Today this question captured my attention, hence I want to generalize it.
Let $X$ be a complex manifold of dimension $M$ and let $\omega $ be a $(n-p,n-q)$-differential form such that in each chart it is represented by locally integrable functions. A standard example of current on $X$ (see for example De Rham - Differential manifolds, Chap. III example 2) is the following:
$$[\omega]:\alpha \mapsto\int_X \alpha\wedge\omega$$ where $\alpha$ is a $C^\infty$ $(p,q)$-form and $\alpha\wedge\omega$ is a locally integrable $(n,n)$-form.
- Who ensures that $\alpha\wedge\omega$ is integrable? Usually the integral is defined for smooth differential forms on oriented manifolds (see for example Lee's book). About this point I'm quite sure the answer will be: "integration can be extended to locally integrable forms", I just wanted to check.

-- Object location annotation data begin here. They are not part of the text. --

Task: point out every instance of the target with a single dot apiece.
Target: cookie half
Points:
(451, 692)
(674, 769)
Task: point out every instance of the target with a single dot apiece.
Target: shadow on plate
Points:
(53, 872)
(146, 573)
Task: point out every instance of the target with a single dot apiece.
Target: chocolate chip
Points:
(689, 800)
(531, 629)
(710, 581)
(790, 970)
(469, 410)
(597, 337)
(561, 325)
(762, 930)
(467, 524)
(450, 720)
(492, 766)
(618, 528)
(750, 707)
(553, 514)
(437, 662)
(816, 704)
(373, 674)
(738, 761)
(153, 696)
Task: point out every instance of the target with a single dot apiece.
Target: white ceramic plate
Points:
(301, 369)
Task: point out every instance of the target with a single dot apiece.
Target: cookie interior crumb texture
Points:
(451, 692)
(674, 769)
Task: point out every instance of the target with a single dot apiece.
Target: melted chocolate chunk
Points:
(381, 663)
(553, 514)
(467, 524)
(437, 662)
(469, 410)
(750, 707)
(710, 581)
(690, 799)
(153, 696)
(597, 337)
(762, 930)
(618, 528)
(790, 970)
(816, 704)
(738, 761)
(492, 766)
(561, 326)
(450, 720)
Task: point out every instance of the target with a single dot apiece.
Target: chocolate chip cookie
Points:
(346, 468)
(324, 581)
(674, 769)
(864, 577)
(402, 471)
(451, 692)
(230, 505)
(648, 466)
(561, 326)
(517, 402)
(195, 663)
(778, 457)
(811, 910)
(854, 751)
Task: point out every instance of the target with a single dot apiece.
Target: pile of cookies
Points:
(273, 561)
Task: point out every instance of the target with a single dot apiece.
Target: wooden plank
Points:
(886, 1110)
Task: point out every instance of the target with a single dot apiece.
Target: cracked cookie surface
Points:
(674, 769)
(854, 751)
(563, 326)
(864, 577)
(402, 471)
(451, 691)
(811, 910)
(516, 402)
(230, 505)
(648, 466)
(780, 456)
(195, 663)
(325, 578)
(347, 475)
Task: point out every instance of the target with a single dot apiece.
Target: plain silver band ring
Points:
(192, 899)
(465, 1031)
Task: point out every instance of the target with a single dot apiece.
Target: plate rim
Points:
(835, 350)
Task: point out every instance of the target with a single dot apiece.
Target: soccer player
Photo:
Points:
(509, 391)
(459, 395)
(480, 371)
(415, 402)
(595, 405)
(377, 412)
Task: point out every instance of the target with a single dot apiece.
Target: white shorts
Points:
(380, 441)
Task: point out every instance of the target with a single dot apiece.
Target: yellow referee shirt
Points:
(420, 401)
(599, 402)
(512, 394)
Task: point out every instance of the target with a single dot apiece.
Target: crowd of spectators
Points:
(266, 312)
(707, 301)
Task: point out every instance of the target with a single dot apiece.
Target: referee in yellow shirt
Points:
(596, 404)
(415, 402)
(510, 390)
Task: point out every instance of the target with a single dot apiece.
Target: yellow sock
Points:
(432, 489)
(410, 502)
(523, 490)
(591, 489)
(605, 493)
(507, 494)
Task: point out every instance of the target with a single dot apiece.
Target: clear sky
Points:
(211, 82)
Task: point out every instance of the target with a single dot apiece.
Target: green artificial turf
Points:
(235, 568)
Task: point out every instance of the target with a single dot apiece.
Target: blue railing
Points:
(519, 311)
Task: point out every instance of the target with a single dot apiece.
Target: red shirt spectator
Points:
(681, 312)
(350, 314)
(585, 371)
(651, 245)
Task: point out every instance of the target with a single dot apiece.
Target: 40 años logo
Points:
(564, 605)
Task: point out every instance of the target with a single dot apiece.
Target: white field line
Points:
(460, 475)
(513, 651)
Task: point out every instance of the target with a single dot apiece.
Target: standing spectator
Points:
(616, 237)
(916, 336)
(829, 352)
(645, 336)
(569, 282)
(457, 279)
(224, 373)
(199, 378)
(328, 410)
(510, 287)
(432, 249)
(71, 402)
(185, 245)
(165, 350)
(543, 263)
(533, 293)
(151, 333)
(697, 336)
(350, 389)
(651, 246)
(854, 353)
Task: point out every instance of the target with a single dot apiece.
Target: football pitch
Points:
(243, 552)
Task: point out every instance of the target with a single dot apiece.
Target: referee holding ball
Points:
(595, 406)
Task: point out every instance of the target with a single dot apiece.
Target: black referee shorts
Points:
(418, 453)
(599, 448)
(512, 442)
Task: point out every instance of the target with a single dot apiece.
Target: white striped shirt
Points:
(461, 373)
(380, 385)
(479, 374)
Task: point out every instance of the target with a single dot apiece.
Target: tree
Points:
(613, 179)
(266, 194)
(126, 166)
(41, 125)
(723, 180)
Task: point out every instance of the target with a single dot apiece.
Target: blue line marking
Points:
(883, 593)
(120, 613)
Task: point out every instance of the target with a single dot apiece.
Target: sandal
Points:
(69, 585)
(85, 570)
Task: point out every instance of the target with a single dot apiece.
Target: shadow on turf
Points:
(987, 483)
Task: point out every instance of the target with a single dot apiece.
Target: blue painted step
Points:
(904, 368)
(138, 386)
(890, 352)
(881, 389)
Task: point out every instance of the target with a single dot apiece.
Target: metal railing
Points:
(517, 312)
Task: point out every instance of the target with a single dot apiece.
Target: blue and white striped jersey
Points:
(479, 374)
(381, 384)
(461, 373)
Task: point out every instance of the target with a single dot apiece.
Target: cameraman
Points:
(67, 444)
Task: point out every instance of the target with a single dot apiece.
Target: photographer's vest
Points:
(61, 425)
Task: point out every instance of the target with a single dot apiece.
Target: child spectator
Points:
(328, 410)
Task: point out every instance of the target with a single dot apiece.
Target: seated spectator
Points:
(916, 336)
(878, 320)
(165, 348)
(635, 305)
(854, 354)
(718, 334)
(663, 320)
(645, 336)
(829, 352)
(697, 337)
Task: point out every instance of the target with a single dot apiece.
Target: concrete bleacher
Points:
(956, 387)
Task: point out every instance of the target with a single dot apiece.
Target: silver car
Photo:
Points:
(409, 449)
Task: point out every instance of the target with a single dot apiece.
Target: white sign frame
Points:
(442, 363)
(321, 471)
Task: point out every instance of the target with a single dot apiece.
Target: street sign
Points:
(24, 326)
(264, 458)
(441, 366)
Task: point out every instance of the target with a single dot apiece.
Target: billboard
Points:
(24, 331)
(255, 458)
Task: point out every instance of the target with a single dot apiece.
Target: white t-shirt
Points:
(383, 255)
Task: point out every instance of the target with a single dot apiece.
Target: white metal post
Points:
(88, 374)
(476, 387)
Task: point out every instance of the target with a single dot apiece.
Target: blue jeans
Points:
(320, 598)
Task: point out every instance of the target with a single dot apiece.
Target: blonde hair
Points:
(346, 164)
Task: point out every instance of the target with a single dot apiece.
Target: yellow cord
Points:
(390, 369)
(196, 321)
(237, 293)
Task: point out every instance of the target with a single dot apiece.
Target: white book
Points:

- Consider $n=1$, $p=0$, $q=0$ and let'es examine the example of the question linked above: $$\omega=\partial\bar\partial\log|f|$$ where $f$ is a meromorphic function on the Riemann surface $X$. Then the current $[\omega]$ is
$$[\omega]:g \mapsto\int_X g\omega$$
for any $C^\infty$ function $g$. Here the problem: note that $\omega$ is $0$ almost everywhere, in particular $\omega$ is supported in the set of zeroes and poles of $f$ i.e. in a finite set! Why is the integral $\int_X g\omega$ different from $0$? It seems almost obvious to deduce that the integral of a differential form supported in a finite set is $0$ because of the properties of the Riemann integral in $\mathbb R^n$. I've been thinking to this fact all the day but without any solution.